By the time the gate shuts, we’re surrounded by these new men—and they are all men—who laugh and point and spit in our direction. They brave the onslaught of rain for the chance to see the new arrivals. They point at the cart with whispers of fear and hatred. I hear several of them refer to the “nigger girl.” I get that same fury and fear in me as the word slices into me. I feel like some kind of circus freak on show. They move us slowly up the crumbling asphalt road toward the warehouse.

As we slog through the rain and mud, I keep an eye on Eric in the cart. His head is pressed against the wooden slats of the cart, his jaw hanging open, his black tongue coiling out, trying to capture the rainwater as it falls. I shiver and look away, hoping that none of the onlookers decide to throw a rock at him. If these bastards hurt him, I think to myself, I’ll have a new goal rather than escape. I’ll burn every single one of these sons of bitches to the ground. The anger gives me strength and I straighten up a little as I walk, not enough to bring any attention my way, but enough for my own good. Enough to know that I’m still alive and thinking for myself.

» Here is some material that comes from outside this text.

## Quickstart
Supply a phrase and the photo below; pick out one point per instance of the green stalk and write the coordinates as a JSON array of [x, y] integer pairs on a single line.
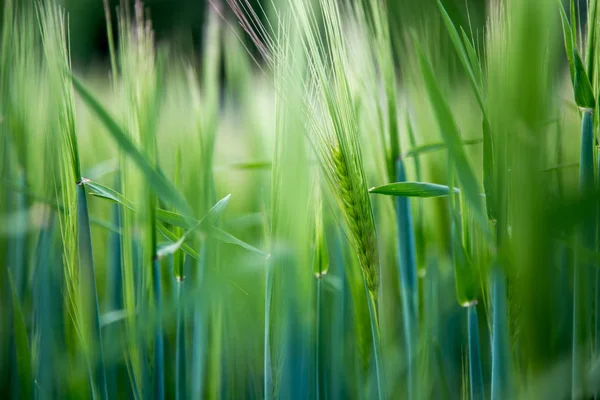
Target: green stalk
[[180, 360], [319, 384], [407, 273], [581, 271], [115, 293], [374, 321], [500, 349], [88, 289], [267, 366], [597, 278], [159, 384], [475, 374]]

Our pathetic caravan stops in front of the warehouse. I look up to see Squint swing off his horse. He looks back toward us with his good eye. I can see he’s proud of what he’s accomplished. He’s brought back his goods, untouched—mostly—just as he was told. He gives us a smile. I look away, but can’t help but watch him out of the corner of my eye as he disappears into the warehouse. A moment later the large doors clatter open and the cart is maneuvered inside, with all of us prisoners following. I look over to see the woman and the young girl walking close together with their heads down. I have a terrible feeling they’re already dead and don’t know it. Maybe we all are.

I can’t think that way. I can’t. I have to keep it together for Eric. I can’t lose it. I can’t lose hope. I close my eyes and take a deep breath. In my mind, I try to remember better days. Summer days at the lake with Eric. Swimming. The warm waters all around me, comforting, cool, fresh. The way the water drops sparkle like jewels when I come out of the water. The fireflies over the fields. Eric reading to me in the cabin by candlelight. His voice in the night answering mine. “Good night, chipmunk.”

I’m not done yet. Eric has no chance if I give up. None.

I won’t be defeated so easily.

79

Inside, the comfort of dryness is replaced with claustrophobic fear. I’d rather be soaked to the bone. The warehouse is a steel and wire labyrinth of rooms and passages that turn this way and that. We are brought through several turns to a long corridor of small rooms with steel doors. The place smells like an outhouse that’s never been cleaned. But there’s something else beneath, something rotten and sweet that makes my stomach turn. I’m familiar with the smell of death, but I’m not used to it and I hope I never will be. At the end of the corridor, Squint opens a door, and shoves the woman and little girl inside. Then he pushes the diseased young woman with the wrecked eye inside after them and shuts the door. He locks it with a brutal little twist of his wrist.